Posted by Zeno   USA  (2,871 posts)  [Biography] bio   Moderator
Date Wed 15 Jun 2005 07:02 PM (UTC)  quote  ]
Message
I've been looking over this for a while. And I'm still confused. This is about my /quests dir.

-According to "du" its 900. (900kb)
-According to "du -h" its 900kb. (Same)
-According to "du -b" its 13908. (bytes)
-According to FTP, right click->Properties its... 5kb.

Can someone explain to me what is correct? I was afraid it was getting too large for what quests we have in, then thought I was wrong, then looked at it again and began panicking again, then double checked and was relaxed. Then looked again. And repeat. I'm really confused. I had asked before on a *nix forum, but did not understand what they had said. Or at least they were explaining the wrong thing I wanted to understand.

Zeno McDohl,
Owner of Bleached InuYasha Galaxy
http://www.biyg.org
[Go to top] top

Posted by David Haley   USA  (3,881 posts)  [Biography] bio   Moderator
Date Reply #1 on Wed 15 Jun 2005 09:25 PM (UTC)  quote  ]
Message
The best way to get the size of a directory is to cd into it, and then type "du -sh ." If I were you, I would not trust the FTP client. The system knows better.
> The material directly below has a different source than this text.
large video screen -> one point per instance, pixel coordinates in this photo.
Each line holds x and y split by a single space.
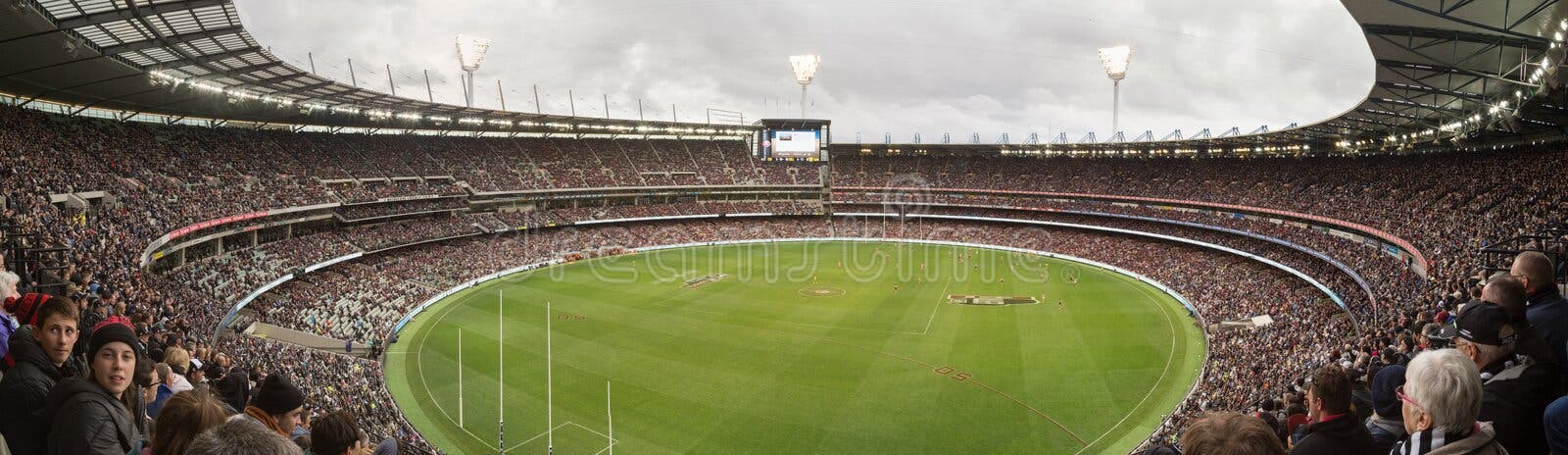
796 145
That will give you the size of your directory and its contents.

Recall that du -b prints out the apparent size meaning that it does not take into account such things as cluster fragmentation and filesystem overhead. If your files are highly fragmented, then the actual size taken on disk will be much larger.

How many files are we talking about here?

David Haley aka Ksilyan
Head Programmer,
Legends of the Darkstone

http://david.the-haleys.org
[Go to top] top

Posted by Zeno   USA  (2,871 posts)  [Biography] bio   Moderator
Date Reply #2 on Wed 15 Jun 2005 09:35 PM (UTC)  quote  ]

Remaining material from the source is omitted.